I have a love/hate relationship with online dating. I love going on dates, especially first dates. Meeting a new person, having interesting conversation and learning what they like and dislike, hearing fun stories and ultimately seeing if there’s a mutual attraction. It’s fun – when you get to go on one. But at the same time, I hate how much work dating has become as I’ve gotten older. If you want to be successful at it, you almost have to treat it like a second job. You have to put lots of effort into finding people you’re compatible with, and even if you’re successful circumstances may arise that disrupt your chances.
Dating, at its base level, is about finding out two things about the person you’re with. First, you’re seeing if you have enough in common that you want to spend a lot of your time hanging out with them. Second, you’re seeing if you have enough attraction to them that you want to see them naked. That’s it – that’s what a date is trying to determine. If you’re only looking for the first option, you’re probably on Meetup. If you’re only looking for the second option, you’re probably on Tinder. If you’re looking for both at the same time, you’re probably on a date.
In high school (and college to a degree – pun intended) that’s all that matters. You’re not worried about things like financial troubles or job opportunities or alimony payments or scary relatives. If you like hanging out and you want to have lots of sex, you end up dating – pimples and all. Pretty easy.

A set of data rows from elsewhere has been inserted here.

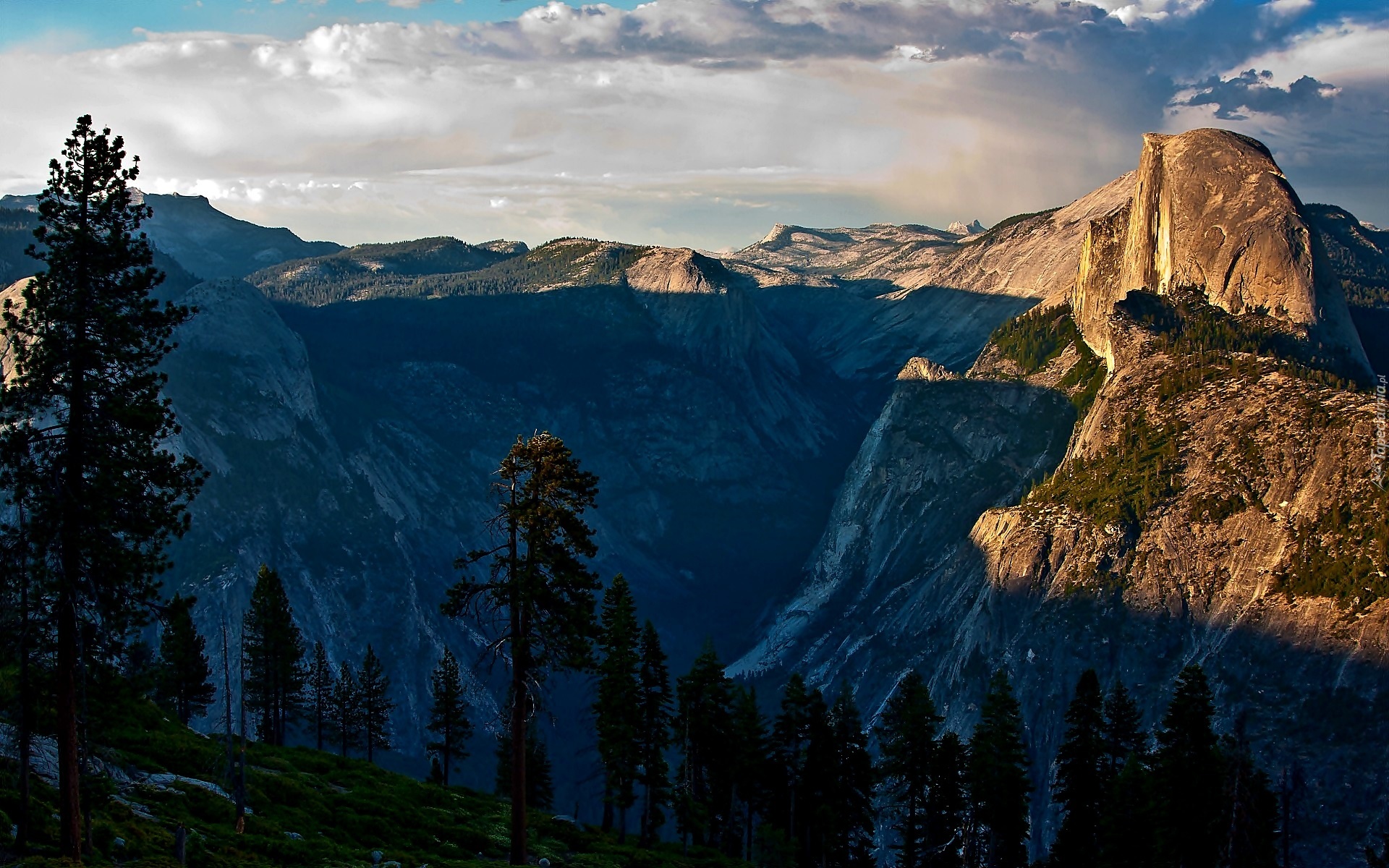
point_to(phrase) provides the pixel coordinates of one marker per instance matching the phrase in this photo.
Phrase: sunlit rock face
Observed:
(1210, 208)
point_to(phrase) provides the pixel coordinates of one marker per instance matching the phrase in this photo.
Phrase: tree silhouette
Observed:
(84, 424)
(538, 584)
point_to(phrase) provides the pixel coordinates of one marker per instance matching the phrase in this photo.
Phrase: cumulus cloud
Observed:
(702, 122)
(1252, 92)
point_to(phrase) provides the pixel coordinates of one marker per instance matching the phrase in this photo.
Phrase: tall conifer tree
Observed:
(946, 804)
(82, 424)
(703, 731)
(184, 676)
(999, 785)
(1129, 824)
(347, 710)
(653, 733)
(449, 715)
(1188, 777)
(752, 767)
(537, 576)
(273, 655)
(617, 709)
(849, 799)
(539, 783)
(791, 738)
(907, 738)
(375, 705)
(320, 692)
(1081, 777)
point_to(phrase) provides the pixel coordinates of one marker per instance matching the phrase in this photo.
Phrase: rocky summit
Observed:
(1129, 433)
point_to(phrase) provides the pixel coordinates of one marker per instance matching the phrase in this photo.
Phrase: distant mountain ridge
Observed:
(205, 242)
(820, 449)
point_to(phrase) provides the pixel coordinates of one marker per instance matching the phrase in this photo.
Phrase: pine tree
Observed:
(1127, 825)
(752, 768)
(999, 782)
(1188, 778)
(703, 729)
(946, 804)
(1081, 777)
(273, 653)
(84, 425)
(617, 709)
(320, 692)
(653, 733)
(907, 738)
(449, 715)
(347, 710)
(375, 705)
(1253, 810)
(539, 579)
(538, 781)
(184, 677)
(849, 800)
(817, 783)
(1124, 733)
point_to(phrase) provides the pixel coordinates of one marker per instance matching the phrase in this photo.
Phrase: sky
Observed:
(684, 122)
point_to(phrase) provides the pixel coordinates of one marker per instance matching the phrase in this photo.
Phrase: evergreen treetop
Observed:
(184, 676)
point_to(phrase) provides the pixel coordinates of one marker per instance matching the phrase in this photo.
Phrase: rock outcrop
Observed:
(1210, 208)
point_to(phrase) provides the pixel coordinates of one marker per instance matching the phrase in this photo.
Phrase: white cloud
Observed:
(684, 122)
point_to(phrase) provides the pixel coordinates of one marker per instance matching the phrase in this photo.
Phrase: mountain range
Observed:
(1131, 433)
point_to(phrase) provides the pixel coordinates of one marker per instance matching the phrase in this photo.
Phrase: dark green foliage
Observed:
(617, 709)
(653, 735)
(341, 810)
(703, 732)
(1188, 780)
(539, 579)
(999, 786)
(1210, 341)
(1359, 255)
(948, 801)
(561, 261)
(82, 422)
(907, 741)
(1252, 838)
(1013, 221)
(1081, 777)
(345, 710)
(448, 717)
(752, 768)
(846, 812)
(370, 271)
(1037, 336)
(791, 741)
(1082, 382)
(1124, 484)
(273, 655)
(1342, 552)
(318, 692)
(375, 705)
(539, 783)
(184, 678)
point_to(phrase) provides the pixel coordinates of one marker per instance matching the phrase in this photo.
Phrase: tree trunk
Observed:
(608, 804)
(520, 702)
(519, 727)
(21, 839)
(69, 771)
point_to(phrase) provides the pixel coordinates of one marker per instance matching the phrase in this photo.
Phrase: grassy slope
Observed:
(341, 809)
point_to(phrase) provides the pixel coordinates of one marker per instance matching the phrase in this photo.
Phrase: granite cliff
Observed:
(1207, 498)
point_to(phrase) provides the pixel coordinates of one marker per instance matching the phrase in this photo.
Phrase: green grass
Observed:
(341, 809)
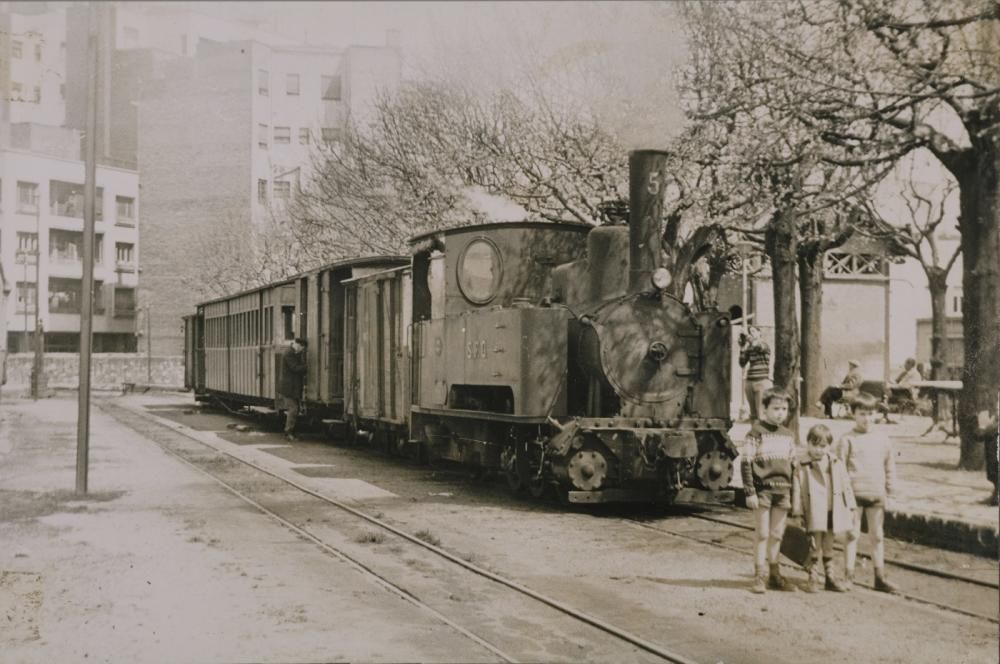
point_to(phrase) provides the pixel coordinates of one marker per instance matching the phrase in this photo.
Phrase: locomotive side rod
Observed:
(582, 616)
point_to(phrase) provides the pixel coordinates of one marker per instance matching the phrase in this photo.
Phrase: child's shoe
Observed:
(777, 582)
(882, 584)
(813, 584)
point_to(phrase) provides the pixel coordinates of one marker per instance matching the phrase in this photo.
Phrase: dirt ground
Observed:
(160, 564)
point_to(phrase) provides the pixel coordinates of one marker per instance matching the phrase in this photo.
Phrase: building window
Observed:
(126, 208)
(27, 243)
(67, 246)
(27, 297)
(125, 302)
(331, 134)
(66, 200)
(64, 296)
(99, 306)
(330, 86)
(854, 265)
(27, 197)
(124, 253)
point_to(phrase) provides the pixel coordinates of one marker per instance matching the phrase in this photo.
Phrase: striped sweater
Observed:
(758, 356)
(870, 462)
(768, 459)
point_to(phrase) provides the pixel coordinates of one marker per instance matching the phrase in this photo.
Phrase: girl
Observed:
(822, 494)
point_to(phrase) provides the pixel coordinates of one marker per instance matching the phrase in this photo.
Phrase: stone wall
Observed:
(108, 370)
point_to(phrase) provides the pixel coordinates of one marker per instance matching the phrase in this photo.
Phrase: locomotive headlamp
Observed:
(661, 278)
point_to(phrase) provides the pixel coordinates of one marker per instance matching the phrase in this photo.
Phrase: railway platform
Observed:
(159, 564)
(935, 503)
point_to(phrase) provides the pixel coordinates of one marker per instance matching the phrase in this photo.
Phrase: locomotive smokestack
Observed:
(647, 171)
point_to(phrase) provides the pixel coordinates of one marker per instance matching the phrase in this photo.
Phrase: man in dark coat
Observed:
(293, 371)
(848, 390)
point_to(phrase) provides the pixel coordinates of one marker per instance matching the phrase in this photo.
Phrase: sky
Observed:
(618, 58)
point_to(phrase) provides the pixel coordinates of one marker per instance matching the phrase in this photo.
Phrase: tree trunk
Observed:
(937, 283)
(811, 302)
(781, 245)
(979, 223)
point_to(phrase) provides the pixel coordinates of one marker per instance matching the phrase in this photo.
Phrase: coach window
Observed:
(288, 320)
(480, 271)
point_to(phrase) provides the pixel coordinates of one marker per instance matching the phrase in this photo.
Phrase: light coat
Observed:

People that fall into serious relationships during this time are extraordinarily lucky, because as you go from teenagehood to adulthood, you get to grow together as a couple. You sort through all those difficult problems that arise, like “Holy shit, I have to pay how much to keep the water going?!” But you’re doing it as a unit and it bonds you. By the time serious problems develop (Crippling student loan debt, job opportunities in weird-ass places, serious health issues, and having a kid are all good examples) you’ve bonded and gone through things together and know that the person you’re with is worth the trouble. Or these problems break you apart, and then you end up back in the dating pool AFTER the honeymoon period of school and the infinite possibilities of sex are over.
Because as you get older, you start to weigh more things in your evaluations of potential partners. Having a lot in common and wanting to see them naked is still the base desire, but life starts creeping in and making your tastes a lot more discerning. At sixteen, a young woman likes the same movies as this cute guy, they develop interest and start dating seriously. At thirty, the same woman may think the guy is cute and they may enjoy the same movies, but she’s also worried about that ex-wife of his that’s sort of looney tunes, and the fact that he still seriously thinks his garage band’s going to make it big, and oh by the way can he borrow $100 for gas money for a road trip to Vegas.
So these serious problems that were bonding moments between couples that got started earlier end up being “baggage” for people on the dating scene later. You have crippling student loans? Well, I have good credit so us dating may not work out. You have a kid? Well, I am allergic to kids so bye. Not actually my opinion – I love kids. But I hope you get my point.
It’s especially difficult in the online age because you have a glut of information about the people you’re looking at, especially on some dating websites. I would routinely find people that seemed interesting at first glance, but two minutes with their dating profile and I would find at least one thing that made me go “Nope.” Now some things I found were actually good of me to know ahead of time, for example casual racism. I didn’t want to go out on dates with racists! That’s nice to find out about before making the mistake of messaging them. But a decent number were just me being too damn picky and finding reasons NOT to be interested.
And that’s a big issue that’s crept up, at least for me personally. See in this day and age, you can get exactly what you want pretty much whenever you want it. Do you want sushi delivered to your door? There’s an app for that. You want a guy to dress up in a ketchup bottle and dance for an hour? There’s probably an app for that too…somewhere. The point is, people in the modern age are teaching themselves more and more that they should get exactly 100% what they want. And it seeps into dating – if you find that one flaw in a person, it’s not charming and it isn’t something to work through as partners. Instead it’s a reason to try a new profile and see if you can find a better “match.”
A few weeks ago I decided to delete/discontinue all my dating apps/profiles/whatever online because I was just so damn tired. It was exhausting trying to discern who I wanted to send messages to, trying to come up with witticisms that made me seem more interesting than I actually am after swiping right, doing all that stuff. I wasn’t doing it because I wanted to anymore, I was simply doing it out of reflex because I felt like I should be doing it. And since I’ve removed myself from that particular dating pool I haven’t regretted it at all. It’s good to be free of that insane pickiness I found myself having about any possible date.
Maybe love is just around the corner for me. But in more likelihood, it probably isn’t. For now I’m just going to enjoy my life and stop trying to hunt down the perfect partner. And I’m okay with that.